Barney Drew - Part One.

Barney Drew.

Barney didn’t know why he liked the post lady so much, but each time she called, her smile and those eyes glistened the lowest depths of his existence to levels of enthusiasm he’d not experienced since he was much younger. He stood by the window for almost fifteen minutes as she pulled her truck along the lane, pausing intermittently to open a gate and deliver the mail, always smiling and always happy. He only ever received bills and ‘Junk’ letters, so calls to his front door were scarce; that was the reason he was always by the window to wave a cheery ‘Good Morning’ and bathe in that smile, even before his first cup of tea. His eyes widened gleefully as he caught her glance, waving a couple of envelopes in the air, beaming one of those smiles as she opened his gate. He rushed to the door.

“Good morning, Barney.  Just bills, I’m afraid.” She almost bounced as the door opened.

“They have to be paid.” He responded, cracking a broad grin. “At least you make them pleasurable to receive.”

“That’s lovely, Barney, thank you.” She spoke with another of those smiles that dissolved him. He wanted to ask her inside to chat, but instinctively knew she was busy and would decline.

“If I were twenty years younger?” He spoke in a tone of bravado, regretting his words instantly.

“Twenty?” She spoke with an inquisitive grin.

“Well, perhaps fifty, or maybe sixty.” His mind questioned his motives —the wrong impression? Perhaps offensive? The last idea on his mind.

“Barney, I love seeing you every morning, just the way it is. It makes my day brighter and much better.”

Then, with another smile, she waved again, pulling her truck onward to her deliveries. He returned to the window, watching her move along a secluded Meadow Lane with its single row of houses, overlooking farmland that largely shielded the sounds of the countryside from the heavy traffic noise of a surrounding motorway.

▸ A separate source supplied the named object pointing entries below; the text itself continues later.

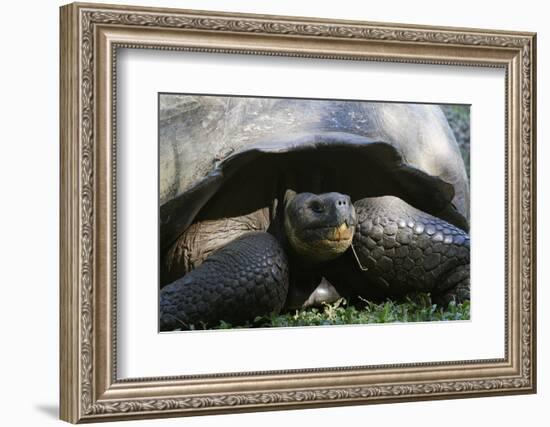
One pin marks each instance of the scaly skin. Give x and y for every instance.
(246, 278)
(407, 250)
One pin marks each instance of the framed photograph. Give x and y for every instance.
(265, 212)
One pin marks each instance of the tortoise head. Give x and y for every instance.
(319, 227)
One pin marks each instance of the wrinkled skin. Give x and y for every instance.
(227, 165)
(398, 249)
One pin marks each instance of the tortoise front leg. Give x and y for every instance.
(246, 278)
(401, 249)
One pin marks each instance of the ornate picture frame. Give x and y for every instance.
(90, 37)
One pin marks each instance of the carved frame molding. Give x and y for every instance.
(90, 36)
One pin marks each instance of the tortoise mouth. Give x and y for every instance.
(323, 243)
(335, 233)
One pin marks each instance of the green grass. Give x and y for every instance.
(419, 309)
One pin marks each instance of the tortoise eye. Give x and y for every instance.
(316, 207)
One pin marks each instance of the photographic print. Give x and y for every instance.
(278, 212)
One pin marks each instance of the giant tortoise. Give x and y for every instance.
(265, 201)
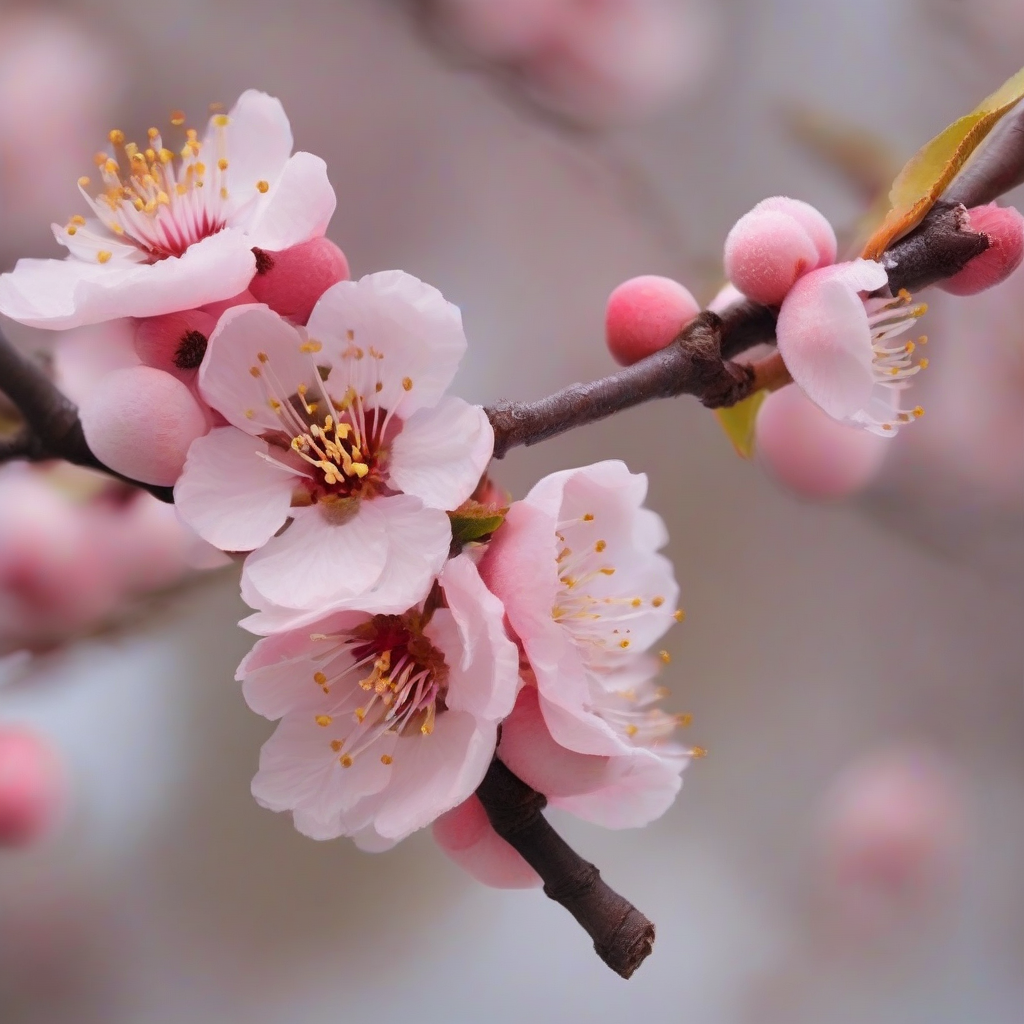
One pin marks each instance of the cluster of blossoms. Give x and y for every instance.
(409, 620)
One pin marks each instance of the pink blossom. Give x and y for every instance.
(172, 232)
(387, 721)
(837, 345)
(775, 244)
(809, 452)
(644, 314)
(587, 594)
(32, 786)
(345, 430)
(596, 61)
(1005, 227)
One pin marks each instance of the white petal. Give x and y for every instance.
(253, 364)
(258, 140)
(56, 294)
(416, 333)
(84, 356)
(229, 495)
(434, 773)
(825, 340)
(440, 453)
(298, 207)
(321, 562)
(418, 542)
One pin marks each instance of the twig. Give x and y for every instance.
(623, 936)
(52, 428)
(699, 360)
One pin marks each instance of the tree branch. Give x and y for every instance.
(623, 936)
(52, 428)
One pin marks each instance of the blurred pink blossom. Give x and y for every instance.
(366, 452)
(596, 60)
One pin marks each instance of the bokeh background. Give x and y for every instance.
(853, 669)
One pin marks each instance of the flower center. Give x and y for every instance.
(400, 689)
(159, 201)
(598, 619)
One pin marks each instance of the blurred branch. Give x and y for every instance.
(623, 936)
(52, 428)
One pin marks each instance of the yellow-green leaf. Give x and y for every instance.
(929, 172)
(737, 422)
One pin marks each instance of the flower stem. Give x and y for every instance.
(623, 936)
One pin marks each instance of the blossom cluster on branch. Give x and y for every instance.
(434, 652)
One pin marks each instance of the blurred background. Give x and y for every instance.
(850, 849)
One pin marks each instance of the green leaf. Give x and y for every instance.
(737, 422)
(930, 171)
(473, 521)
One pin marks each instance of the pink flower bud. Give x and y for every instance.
(811, 453)
(140, 422)
(776, 243)
(175, 342)
(466, 836)
(291, 282)
(1005, 227)
(644, 314)
(31, 786)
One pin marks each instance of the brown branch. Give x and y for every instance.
(52, 428)
(699, 360)
(623, 936)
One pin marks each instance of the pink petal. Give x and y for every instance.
(298, 207)
(58, 294)
(441, 453)
(84, 356)
(465, 835)
(231, 496)
(140, 422)
(811, 453)
(416, 332)
(255, 358)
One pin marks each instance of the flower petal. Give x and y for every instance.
(416, 334)
(440, 453)
(229, 495)
(254, 363)
(58, 294)
(298, 207)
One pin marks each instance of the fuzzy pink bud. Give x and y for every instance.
(31, 786)
(644, 314)
(291, 282)
(140, 422)
(467, 837)
(775, 244)
(175, 342)
(811, 453)
(1005, 227)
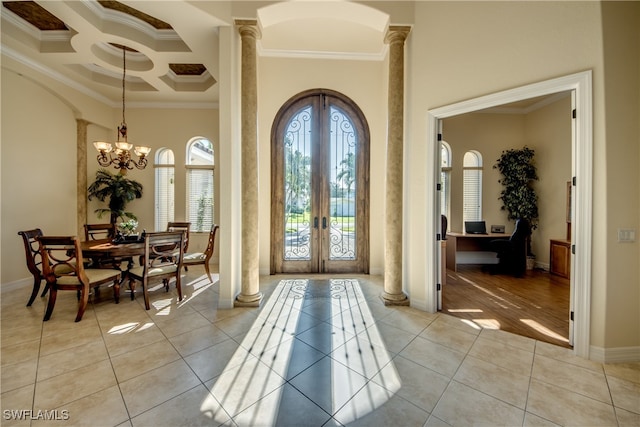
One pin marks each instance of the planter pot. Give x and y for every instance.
(531, 262)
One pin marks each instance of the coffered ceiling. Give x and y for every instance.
(172, 46)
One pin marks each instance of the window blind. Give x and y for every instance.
(200, 199)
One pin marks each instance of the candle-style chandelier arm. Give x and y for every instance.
(120, 156)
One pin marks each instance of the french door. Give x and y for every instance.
(320, 186)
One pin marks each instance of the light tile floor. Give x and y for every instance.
(318, 352)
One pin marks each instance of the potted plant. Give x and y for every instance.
(118, 191)
(518, 196)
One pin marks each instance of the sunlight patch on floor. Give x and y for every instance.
(544, 330)
(241, 389)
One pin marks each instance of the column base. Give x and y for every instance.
(248, 300)
(394, 299)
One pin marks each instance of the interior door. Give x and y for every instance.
(320, 179)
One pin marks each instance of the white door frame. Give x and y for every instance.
(580, 84)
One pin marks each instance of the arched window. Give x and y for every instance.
(200, 184)
(445, 178)
(472, 186)
(165, 189)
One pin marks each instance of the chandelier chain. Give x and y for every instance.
(124, 73)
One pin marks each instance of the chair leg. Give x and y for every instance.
(132, 288)
(34, 292)
(179, 288)
(53, 293)
(116, 290)
(145, 292)
(84, 292)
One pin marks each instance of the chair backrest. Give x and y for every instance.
(522, 231)
(181, 226)
(32, 251)
(99, 231)
(163, 248)
(211, 242)
(62, 260)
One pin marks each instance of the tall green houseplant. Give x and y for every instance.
(117, 190)
(518, 196)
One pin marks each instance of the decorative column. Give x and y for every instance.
(81, 167)
(393, 294)
(250, 295)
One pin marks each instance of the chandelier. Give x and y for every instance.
(120, 156)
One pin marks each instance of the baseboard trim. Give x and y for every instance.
(615, 355)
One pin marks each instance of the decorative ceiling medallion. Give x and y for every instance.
(154, 22)
(188, 69)
(36, 15)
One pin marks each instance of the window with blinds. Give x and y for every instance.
(472, 186)
(164, 189)
(200, 184)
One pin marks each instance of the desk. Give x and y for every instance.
(107, 250)
(463, 248)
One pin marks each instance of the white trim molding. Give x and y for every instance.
(580, 85)
(615, 355)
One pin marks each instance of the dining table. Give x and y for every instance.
(107, 251)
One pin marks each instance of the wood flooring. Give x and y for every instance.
(535, 306)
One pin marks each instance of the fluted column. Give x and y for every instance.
(81, 167)
(393, 294)
(250, 294)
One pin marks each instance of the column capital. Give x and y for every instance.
(248, 27)
(397, 33)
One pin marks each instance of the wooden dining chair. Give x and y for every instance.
(181, 226)
(99, 231)
(63, 269)
(162, 260)
(34, 261)
(202, 258)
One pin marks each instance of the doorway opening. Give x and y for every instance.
(580, 87)
(320, 185)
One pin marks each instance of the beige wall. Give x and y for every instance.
(547, 131)
(462, 50)
(158, 128)
(362, 81)
(621, 297)
(488, 134)
(38, 180)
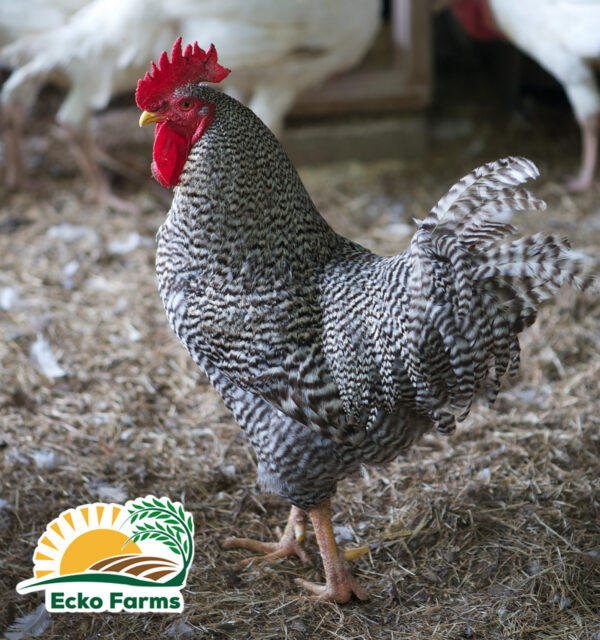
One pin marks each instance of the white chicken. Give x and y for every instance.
(17, 21)
(275, 48)
(562, 36)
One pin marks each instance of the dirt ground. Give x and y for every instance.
(492, 533)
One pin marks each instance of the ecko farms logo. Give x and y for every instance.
(110, 557)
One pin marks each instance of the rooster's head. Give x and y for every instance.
(164, 96)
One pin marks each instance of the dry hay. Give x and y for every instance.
(492, 533)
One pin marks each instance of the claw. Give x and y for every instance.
(290, 543)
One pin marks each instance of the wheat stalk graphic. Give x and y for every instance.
(169, 526)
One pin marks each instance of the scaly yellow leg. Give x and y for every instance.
(339, 583)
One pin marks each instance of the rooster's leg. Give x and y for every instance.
(339, 583)
(589, 153)
(290, 543)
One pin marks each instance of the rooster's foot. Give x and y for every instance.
(290, 542)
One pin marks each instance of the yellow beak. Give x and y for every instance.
(148, 117)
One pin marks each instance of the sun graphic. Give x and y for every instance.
(81, 537)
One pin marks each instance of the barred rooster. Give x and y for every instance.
(327, 355)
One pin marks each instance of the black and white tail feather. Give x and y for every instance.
(498, 288)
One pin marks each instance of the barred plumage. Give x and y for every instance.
(327, 354)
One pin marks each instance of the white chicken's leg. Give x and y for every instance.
(589, 154)
(12, 120)
(85, 151)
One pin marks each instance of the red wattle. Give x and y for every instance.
(170, 152)
(477, 19)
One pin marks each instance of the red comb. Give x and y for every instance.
(193, 65)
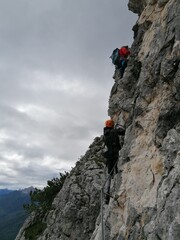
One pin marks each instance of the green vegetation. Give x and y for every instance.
(41, 200)
(34, 230)
(12, 214)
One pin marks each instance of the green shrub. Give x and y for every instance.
(41, 200)
(34, 230)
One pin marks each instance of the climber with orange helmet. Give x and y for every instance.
(112, 143)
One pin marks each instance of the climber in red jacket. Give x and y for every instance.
(124, 52)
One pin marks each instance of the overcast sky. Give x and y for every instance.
(55, 81)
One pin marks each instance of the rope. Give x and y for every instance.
(102, 199)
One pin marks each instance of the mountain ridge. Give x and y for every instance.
(145, 192)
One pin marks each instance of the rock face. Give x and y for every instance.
(146, 191)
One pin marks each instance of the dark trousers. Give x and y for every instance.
(122, 66)
(112, 163)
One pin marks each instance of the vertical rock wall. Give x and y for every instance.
(147, 102)
(146, 190)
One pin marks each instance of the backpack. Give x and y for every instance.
(111, 140)
(115, 56)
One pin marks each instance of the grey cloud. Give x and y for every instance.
(55, 81)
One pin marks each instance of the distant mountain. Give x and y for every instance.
(12, 214)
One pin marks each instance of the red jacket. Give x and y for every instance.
(124, 52)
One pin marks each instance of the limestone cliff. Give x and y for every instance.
(146, 190)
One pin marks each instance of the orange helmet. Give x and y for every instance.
(109, 123)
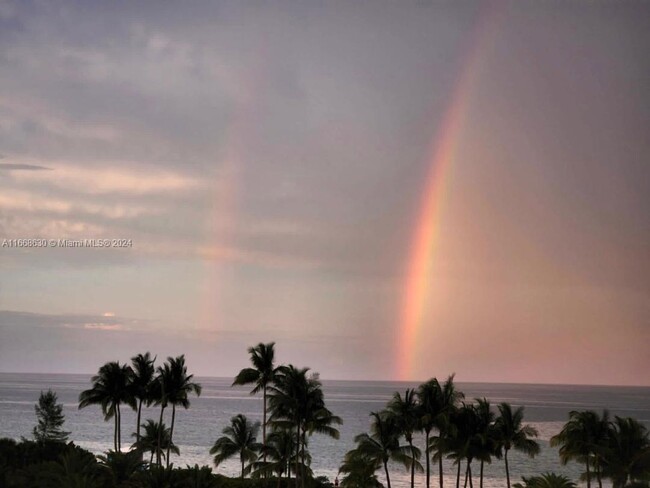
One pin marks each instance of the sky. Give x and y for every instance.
(387, 190)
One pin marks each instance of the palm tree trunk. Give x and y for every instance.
(598, 473)
(159, 445)
(171, 432)
(137, 430)
(387, 475)
(426, 450)
(297, 452)
(119, 429)
(115, 434)
(412, 464)
(264, 428)
(302, 468)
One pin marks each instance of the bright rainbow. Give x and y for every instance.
(445, 146)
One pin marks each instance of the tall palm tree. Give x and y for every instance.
(428, 398)
(513, 435)
(360, 470)
(110, 388)
(445, 402)
(175, 387)
(382, 443)
(240, 438)
(407, 415)
(486, 440)
(297, 402)
(278, 456)
(261, 375)
(463, 441)
(582, 439)
(121, 467)
(627, 455)
(149, 440)
(143, 376)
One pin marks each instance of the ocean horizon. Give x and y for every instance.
(546, 407)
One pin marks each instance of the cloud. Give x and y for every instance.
(103, 326)
(22, 167)
(112, 178)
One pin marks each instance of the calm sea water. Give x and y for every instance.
(546, 408)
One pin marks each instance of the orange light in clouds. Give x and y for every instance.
(417, 286)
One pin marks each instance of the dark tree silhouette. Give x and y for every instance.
(110, 388)
(261, 375)
(49, 414)
(240, 438)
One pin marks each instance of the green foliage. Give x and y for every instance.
(174, 387)
(110, 388)
(546, 480)
(627, 453)
(360, 470)
(239, 440)
(49, 414)
(149, 440)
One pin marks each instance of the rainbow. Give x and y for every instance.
(445, 145)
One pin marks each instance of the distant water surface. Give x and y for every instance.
(546, 407)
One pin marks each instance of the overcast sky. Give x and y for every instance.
(268, 160)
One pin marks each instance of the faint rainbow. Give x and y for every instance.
(444, 148)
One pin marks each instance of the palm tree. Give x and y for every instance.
(443, 404)
(156, 440)
(121, 466)
(172, 387)
(297, 402)
(582, 439)
(360, 470)
(407, 414)
(278, 455)
(382, 444)
(261, 375)
(627, 455)
(513, 435)
(463, 440)
(546, 480)
(428, 395)
(176, 386)
(486, 440)
(240, 438)
(110, 388)
(143, 376)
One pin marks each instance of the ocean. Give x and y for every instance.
(546, 408)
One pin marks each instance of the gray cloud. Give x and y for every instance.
(22, 167)
(269, 164)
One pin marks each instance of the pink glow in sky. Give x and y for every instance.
(385, 190)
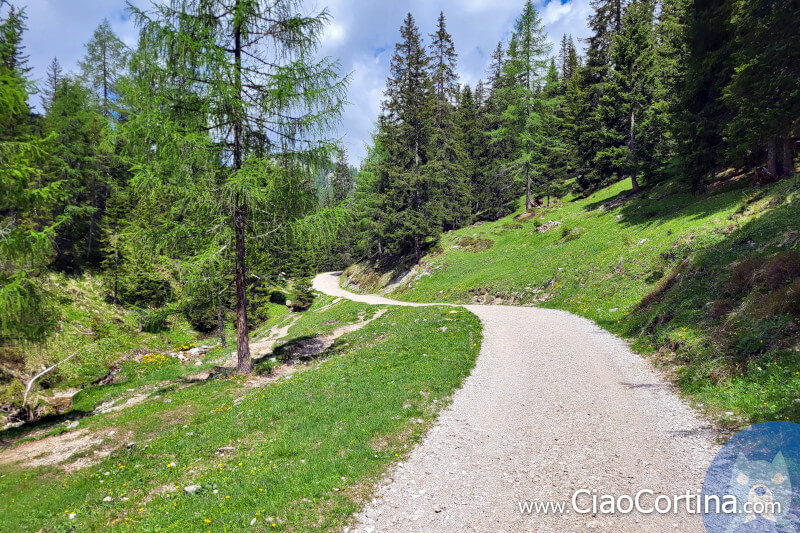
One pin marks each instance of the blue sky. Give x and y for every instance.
(362, 35)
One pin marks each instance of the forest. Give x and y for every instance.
(197, 175)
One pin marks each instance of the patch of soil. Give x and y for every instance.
(58, 449)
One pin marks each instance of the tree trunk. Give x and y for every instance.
(90, 237)
(245, 364)
(772, 157)
(787, 162)
(632, 148)
(527, 189)
(221, 325)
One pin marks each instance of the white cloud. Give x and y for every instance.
(362, 35)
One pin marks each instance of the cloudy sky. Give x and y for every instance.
(362, 36)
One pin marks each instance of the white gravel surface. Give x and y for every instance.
(554, 404)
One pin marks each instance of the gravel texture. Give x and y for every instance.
(554, 404)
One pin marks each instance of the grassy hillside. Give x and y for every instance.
(709, 284)
(284, 451)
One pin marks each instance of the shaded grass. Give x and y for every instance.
(304, 447)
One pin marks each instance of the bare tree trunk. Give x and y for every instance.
(245, 364)
(787, 162)
(632, 148)
(527, 188)
(772, 157)
(221, 325)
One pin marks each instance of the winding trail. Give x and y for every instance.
(554, 404)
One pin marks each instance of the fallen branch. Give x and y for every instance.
(40, 374)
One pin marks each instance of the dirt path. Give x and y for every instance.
(554, 404)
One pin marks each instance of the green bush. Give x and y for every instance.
(304, 295)
(277, 297)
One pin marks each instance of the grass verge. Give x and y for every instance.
(298, 454)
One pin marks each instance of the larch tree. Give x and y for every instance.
(522, 117)
(103, 65)
(764, 90)
(444, 169)
(265, 104)
(27, 196)
(54, 77)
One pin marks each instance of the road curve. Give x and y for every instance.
(555, 404)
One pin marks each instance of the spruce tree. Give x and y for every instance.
(103, 65)
(27, 196)
(245, 67)
(700, 114)
(412, 203)
(764, 90)
(444, 169)
(523, 114)
(599, 128)
(341, 181)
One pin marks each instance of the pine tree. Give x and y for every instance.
(498, 182)
(27, 197)
(444, 169)
(764, 90)
(412, 203)
(568, 57)
(103, 65)
(635, 94)
(55, 75)
(524, 73)
(75, 118)
(341, 181)
(599, 130)
(218, 58)
(700, 114)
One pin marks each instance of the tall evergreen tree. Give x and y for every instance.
(341, 181)
(700, 114)
(412, 203)
(444, 169)
(635, 94)
(103, 65)
(764, 90)
(596, 131)
(246, 68)
(55, 75)
(27, 197)
(524, 74)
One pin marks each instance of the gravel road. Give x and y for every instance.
(554, 404)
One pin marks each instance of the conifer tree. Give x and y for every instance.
(764, 90)
(245, 68)
(341, 181)
(103, 65)
(524, 73)
(444, 169)
(27, 196)
(598, 126)
(55, 75)
(700, 115)
(412, 203)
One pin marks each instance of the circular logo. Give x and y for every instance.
(753, 484)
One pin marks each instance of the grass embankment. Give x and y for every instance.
(709, 284)
(300, 453)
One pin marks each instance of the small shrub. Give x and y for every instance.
(781, 269)
(745, 276)
(475, 244)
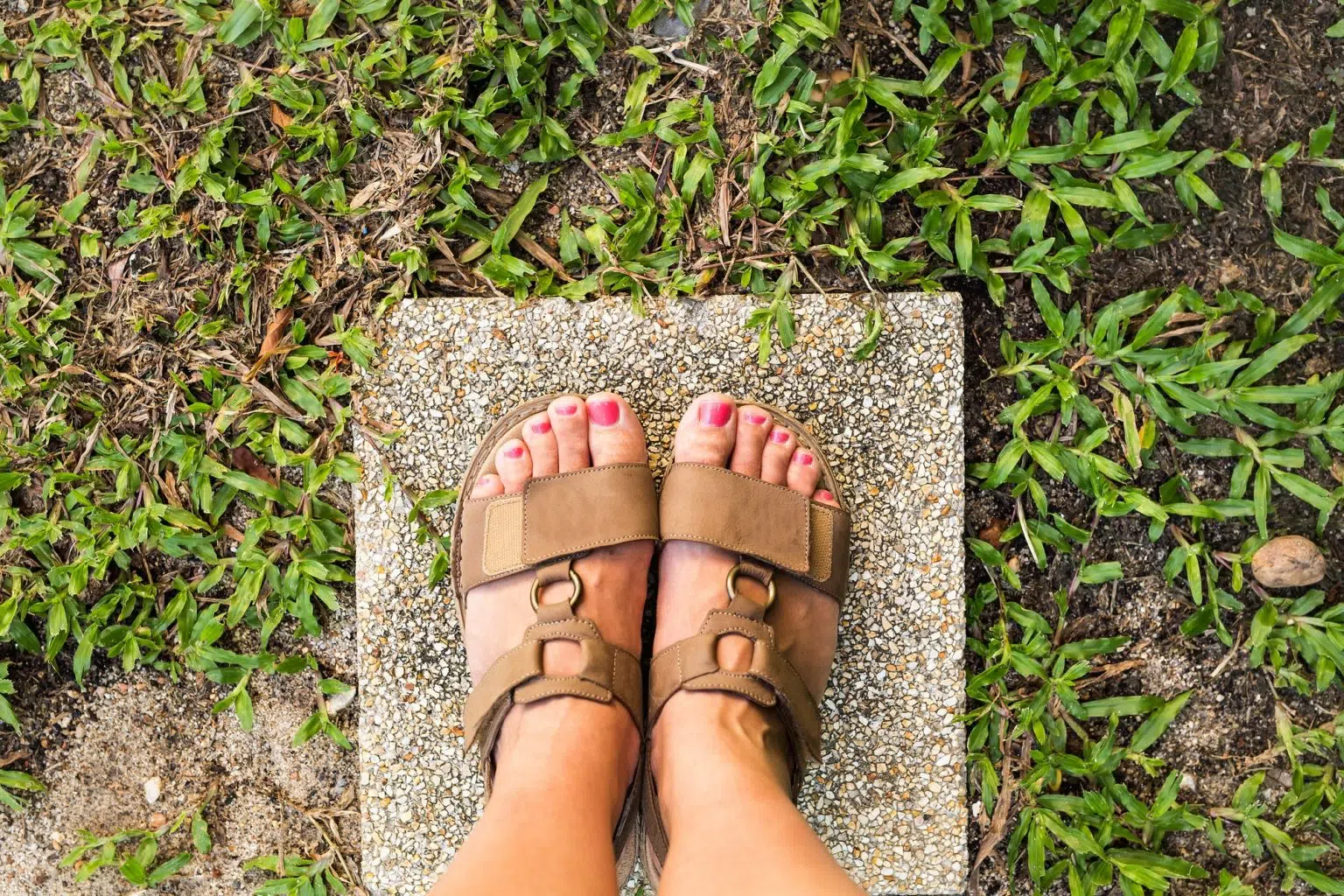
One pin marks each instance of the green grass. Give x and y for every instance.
(116, 512)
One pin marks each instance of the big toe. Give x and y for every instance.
(614, 433)
(707, 431)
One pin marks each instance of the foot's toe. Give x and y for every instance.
(707, 430)
(486, 486)
(804, 472)
(569, 421)
(752, 430)
(514, 464)
(541, 442)
(614, 433)
(777, 456)
(824, 497)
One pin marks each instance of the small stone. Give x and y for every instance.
(1288, 562)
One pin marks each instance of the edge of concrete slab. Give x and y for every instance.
(890, 795)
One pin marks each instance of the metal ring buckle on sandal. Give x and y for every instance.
(574, 595)
(732, 586)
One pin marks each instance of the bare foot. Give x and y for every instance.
(691, 584)
(571, 434)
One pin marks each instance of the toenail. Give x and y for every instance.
(604, 411)
(715, 413)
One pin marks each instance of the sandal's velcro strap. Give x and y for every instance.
(769, 682)
(750, 516)
(608, 673)
(556, 516)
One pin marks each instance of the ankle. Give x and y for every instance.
(707, 742)
(584, 742)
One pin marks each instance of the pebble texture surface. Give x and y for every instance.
(889, 798)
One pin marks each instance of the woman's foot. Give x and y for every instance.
(571, 434)
(697, 730)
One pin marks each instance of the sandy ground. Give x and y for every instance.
(100, 747)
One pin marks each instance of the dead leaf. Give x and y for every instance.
(366, 193)
(536, 250)
(277, 331)
(250, 464)
(993, 532)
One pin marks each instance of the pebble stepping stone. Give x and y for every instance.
(890, 797)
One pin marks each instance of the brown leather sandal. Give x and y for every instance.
(777, 532)
(556, 520)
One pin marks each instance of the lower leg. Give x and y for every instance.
(559, 785)
(724, 795)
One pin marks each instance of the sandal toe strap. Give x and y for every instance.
(556, 516)
(759, 519)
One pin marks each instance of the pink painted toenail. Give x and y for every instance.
(714, 413)
(604, 411)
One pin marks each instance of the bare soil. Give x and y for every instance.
(1280, 78)
(97, 750)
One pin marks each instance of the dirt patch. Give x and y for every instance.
(1278, 80)
(95, 751)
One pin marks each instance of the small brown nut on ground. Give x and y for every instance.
(1288, 562)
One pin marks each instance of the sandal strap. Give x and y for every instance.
(518, 676)
(770, 680)
(556, 516)
(759, 519)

He berated himself as he brewed his tea,

“Why did I have to say that?” he questioned. “It’s not as though there’s any relevance to that comment. I’m more like a grandad to her.” He spoke out loud. “Stupid.”

As he grilled bacon to make a sandwich, he kept telling himself off, muttering aloud, until his breakfast was ready and he decided to sit in the front garden, where the morning sun cast a first warmth to the emerging July day.

“I don’t know, Barney. You’re a lost cause.” 

Those words often entered his head. Recalled whenever he did something, said something, or upset someone with needless comments that proved harsh or offensive. It was never intended, but people often expected things of him that he couldn’t deliver. He settled at the small wrought iron table in a sheltered corner of his front garden with his cup of tea and bacon sandwich, his mind trailing memories. He’d thought those words upsetting when they were delivered tearfully by his first wife, Maureen, standing at the open front door with her case packed. “I don’t know, Barney. You’re a lost cause.”  She spoke, trembling with heartbreak as she walked away in frustration after twelve years of feeling unloved and disconnected from someone she adored. They had about fifteen years together, and he thought they were happy years, but there was always something from the past. Tucked indelibly inside his heart, alert for any glimmer of abandoned hope. Always there, waiting and yearning.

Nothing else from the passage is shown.